Il cambio di registro era partito sin dal 1961 con il fumetto Il piccolo re ed era proseguito con l’avventura western Il segno dei quattro e l’adattamento de La Freccia Nera di Stevenson.

Quando, nel 1965, gli viene affidata la trasposizione di Ivanhoe, l’artista veneziano ha già raggiunto un’essenzialità, un equilibrio e una capacità di montaggio delle tavole da cui traspare un elaborato studio della sequenzialità del linguaggio dei balloon, senza peraltro rinunciare ai preziosismi formali dell’illustrazione.

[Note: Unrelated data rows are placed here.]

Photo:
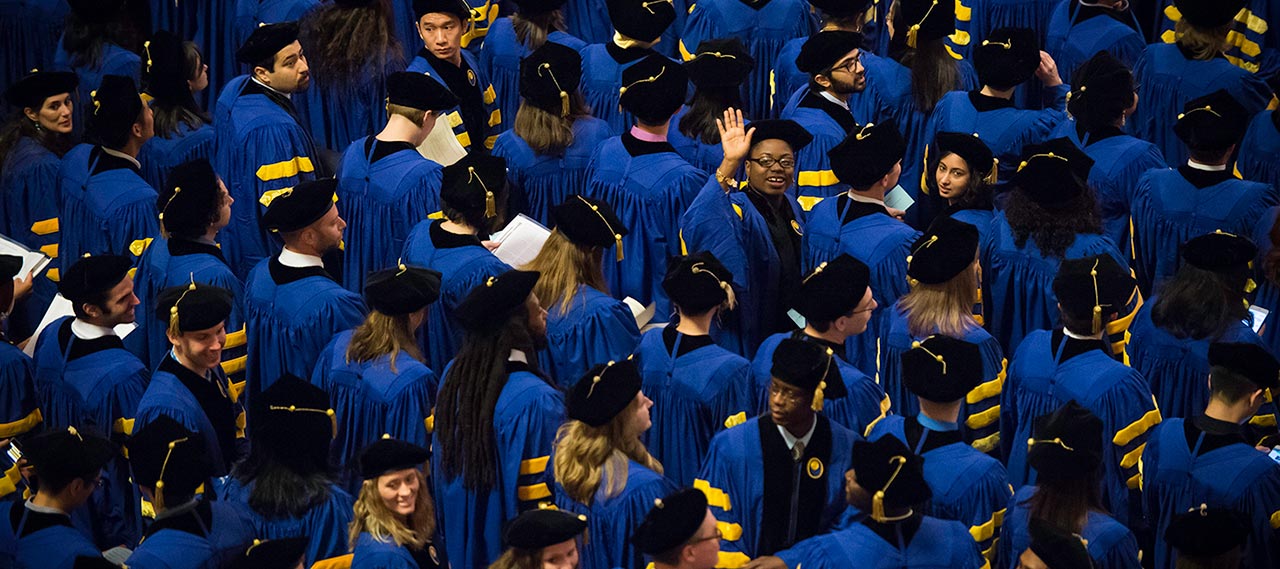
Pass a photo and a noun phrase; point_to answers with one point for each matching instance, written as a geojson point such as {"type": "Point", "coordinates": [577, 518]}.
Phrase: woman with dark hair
{"type": "Point", "coordinates": [1050, 216]}
{"type": "Point", "coordinates": [551, 145]}
{"type": "Point", "coordinates": [511, 40]}
{"type": "Point", "coordinates": [32, 143]}
{"type": "Point", "coordinates": [351, 47]}
{"type": "Point", "coordinates": [717, 72]}
{"type": "Point", "coordinates": [497, 418]}
{"type": "Point", "coordinates": [97, 41]}
{"type": "Point", "coordinates": [1205, 302]}
{"type": "Point", "coordinates": [288, 482]}
{"type": "Point", "coordinates": [174, 73]}
{"type": "Point", "coordinates": [1066, 453]}
{"type": "Point", "coordinates": [1098, 105]}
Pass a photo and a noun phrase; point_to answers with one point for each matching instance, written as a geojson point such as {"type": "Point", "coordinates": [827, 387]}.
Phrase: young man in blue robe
{"type": "Point", "coordinates": [832, 60]}
{"type": "Point", "coordinates": [859, 223]}
{"type": "Point", "coordinates": [764, 27]}
{"type": "Point", "coordinates": [753, 229]}
{"type": "Point", "coordinates": [1191, 65]}
{"type": "Point", "coordinates": [195, 206]}
{"type": "Point", "coordinates": [698, 388]}
{"type": "Point", "coordinates": [1171, 206]}
{"type": "Point", "coordinates": [1052, 367]}
{"type": "Point", "coordinates": [106, 205]}
{"type": "Point", "coordinates": [497, 418]}
{"type": "Point", "coordinates": [40, 532]}
{"type": "Point", "coordinates": [472, 197]}
{"type": "Point", "coordinates": [1208, 459]}
{"type": "Point", "coordinates": [475, 119]}
{"type": "Point", "coordinates": [773, 480]}
{"type": "Point", "coordinates": [638, 24]}
{"type": "Point", "coordinates": [968, 486]}
{"type": "Point", "coordinates": [190, 385]}
{"type": "Point", "coordinates": [87, 380]}
{"type": "Point", "coordinates": [648, 183]}
{"type": "Point", "coordinates": [887, 482]}
{"type": "Point", "coordinates": [1009, 58]}
{"type": "Point", "coordinates": [170, 466]}
{"type": "Point", "coordinates": [384, 186]}
{"type": "Point", "coordinates": [293, 306]}
{"type": "Point", "coordinates": [261, 143]}
{"type": "Point", "coordinates": [836, 303]}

Un ulteriore passo, insomma, sul cammino verso quella sintesi da lui sempre ricercata. Il tratto con cui Battaglia illustra le pagine [di questa storia, ndr] è sintetico, tagliente e spigoloso: in una sola parola: essenziale. Il gusto descrittivo tipico dell’illustrazione non viene mai meno, ma è come tenuto a freno limitandosi a descrivere quel tanto che è necessario ai fini narrativi. Nonostante questa autolimitazione che l’autore pare imporsi, ambienti, stoffe e architetture colpiscono per ricchezza, varietà e accuratezza, restituendo a pieno il mondo medievale e cavalleresco immaginato da Scott.